Uncertainty in Physics and AI: Taxonomy, Quantification, and Validation
Manuel Hau{\ss}mann, Ramon Winterhalder, Maria Ubiali

TL;DR
This paper offers a comprehensive overview of uncertainty quantification in physics-related machine learning, introducing a taxonomy, interpretation guidelines, and validation tools to improve scientific reliability.
Contribution
It presents a unified taxonomy of uncertainty, clarifies interpretative frameworks, and discusses validation methods for probabilistic statements in physics ML.
Findings
Introduces a structured taxonomy of uncertainty types.
Clarifies interpretation of predictive and inference uncertainties.

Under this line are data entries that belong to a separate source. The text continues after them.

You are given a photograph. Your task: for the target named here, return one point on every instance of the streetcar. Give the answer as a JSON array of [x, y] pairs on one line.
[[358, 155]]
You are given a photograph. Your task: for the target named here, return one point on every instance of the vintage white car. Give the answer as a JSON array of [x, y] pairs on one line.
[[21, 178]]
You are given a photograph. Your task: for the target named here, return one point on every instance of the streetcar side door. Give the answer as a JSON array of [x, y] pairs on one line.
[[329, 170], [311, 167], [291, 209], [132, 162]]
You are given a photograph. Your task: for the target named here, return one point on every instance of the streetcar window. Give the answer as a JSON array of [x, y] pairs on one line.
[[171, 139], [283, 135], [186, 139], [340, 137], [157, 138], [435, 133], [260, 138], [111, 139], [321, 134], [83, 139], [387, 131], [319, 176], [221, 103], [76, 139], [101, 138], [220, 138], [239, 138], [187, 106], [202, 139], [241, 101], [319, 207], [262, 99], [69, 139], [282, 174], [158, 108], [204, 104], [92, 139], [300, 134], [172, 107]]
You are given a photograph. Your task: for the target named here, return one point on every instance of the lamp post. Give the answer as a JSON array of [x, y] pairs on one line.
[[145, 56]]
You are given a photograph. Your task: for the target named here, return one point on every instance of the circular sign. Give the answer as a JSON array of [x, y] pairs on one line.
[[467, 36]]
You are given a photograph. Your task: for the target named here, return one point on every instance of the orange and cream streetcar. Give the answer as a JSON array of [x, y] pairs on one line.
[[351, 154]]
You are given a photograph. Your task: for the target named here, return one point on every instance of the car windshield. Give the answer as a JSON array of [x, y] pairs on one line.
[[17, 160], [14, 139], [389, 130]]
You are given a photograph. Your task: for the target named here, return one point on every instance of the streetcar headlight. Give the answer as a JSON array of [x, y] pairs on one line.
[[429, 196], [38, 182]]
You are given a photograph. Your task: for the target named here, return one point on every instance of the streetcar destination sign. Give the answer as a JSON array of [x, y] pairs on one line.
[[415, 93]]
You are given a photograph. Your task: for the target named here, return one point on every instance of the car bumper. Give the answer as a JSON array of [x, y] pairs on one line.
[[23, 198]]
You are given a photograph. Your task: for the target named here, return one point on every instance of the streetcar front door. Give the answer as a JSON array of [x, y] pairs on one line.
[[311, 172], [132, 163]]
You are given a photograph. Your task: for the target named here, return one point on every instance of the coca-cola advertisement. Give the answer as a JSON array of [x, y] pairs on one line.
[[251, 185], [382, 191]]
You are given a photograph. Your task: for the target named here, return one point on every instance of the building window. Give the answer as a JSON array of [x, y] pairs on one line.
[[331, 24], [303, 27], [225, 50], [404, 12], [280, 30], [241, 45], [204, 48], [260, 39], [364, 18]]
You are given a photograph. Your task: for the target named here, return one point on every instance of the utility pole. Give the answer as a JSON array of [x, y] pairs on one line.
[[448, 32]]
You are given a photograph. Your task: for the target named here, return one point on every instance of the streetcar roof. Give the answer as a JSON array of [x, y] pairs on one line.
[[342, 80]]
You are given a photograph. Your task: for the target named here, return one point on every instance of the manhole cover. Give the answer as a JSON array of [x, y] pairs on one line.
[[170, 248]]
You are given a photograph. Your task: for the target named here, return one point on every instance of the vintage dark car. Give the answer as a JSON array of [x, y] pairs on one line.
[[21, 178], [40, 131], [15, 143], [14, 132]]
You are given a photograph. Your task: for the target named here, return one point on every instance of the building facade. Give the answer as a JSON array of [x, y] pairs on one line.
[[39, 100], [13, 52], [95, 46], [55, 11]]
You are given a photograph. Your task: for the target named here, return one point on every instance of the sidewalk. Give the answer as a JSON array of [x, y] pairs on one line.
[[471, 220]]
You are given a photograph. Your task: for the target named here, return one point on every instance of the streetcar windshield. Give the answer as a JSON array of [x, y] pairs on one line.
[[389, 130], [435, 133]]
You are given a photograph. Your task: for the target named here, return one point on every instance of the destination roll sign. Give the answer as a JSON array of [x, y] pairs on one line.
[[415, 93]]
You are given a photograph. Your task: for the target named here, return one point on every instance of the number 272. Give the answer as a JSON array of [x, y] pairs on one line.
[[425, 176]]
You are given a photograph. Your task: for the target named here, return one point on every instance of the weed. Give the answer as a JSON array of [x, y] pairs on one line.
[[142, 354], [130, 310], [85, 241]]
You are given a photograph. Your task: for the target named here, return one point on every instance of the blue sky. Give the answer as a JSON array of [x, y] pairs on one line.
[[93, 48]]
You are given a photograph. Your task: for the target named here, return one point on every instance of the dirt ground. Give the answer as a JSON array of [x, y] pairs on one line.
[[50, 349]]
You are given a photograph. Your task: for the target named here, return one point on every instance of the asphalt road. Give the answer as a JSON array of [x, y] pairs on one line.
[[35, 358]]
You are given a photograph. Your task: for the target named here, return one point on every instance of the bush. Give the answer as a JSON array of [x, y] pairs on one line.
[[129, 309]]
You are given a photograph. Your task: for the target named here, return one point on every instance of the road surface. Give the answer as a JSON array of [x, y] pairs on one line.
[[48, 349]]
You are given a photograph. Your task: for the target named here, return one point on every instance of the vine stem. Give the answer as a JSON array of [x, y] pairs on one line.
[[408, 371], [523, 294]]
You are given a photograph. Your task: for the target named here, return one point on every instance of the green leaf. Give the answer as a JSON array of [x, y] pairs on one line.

Discusses validation tools like coverage, calibration, and scoring rules.
Abstract
Reliable uncertainty quantification is essential for the use of machine learning in physics, where scientific discoveries depend on validated probabilistic statements. We provide a structured overview of uncertainty quantification in ML for physics, introducing a unified taxonomy of uncertainty and clarifying the interpretation of predictive and inference uncertainties across frequentist and Bayesian frameworks. We discuss principled validation tools, including coverage, calibration, bias tests, and proper scoring rules, and illustrate them with simple regression and classification examples.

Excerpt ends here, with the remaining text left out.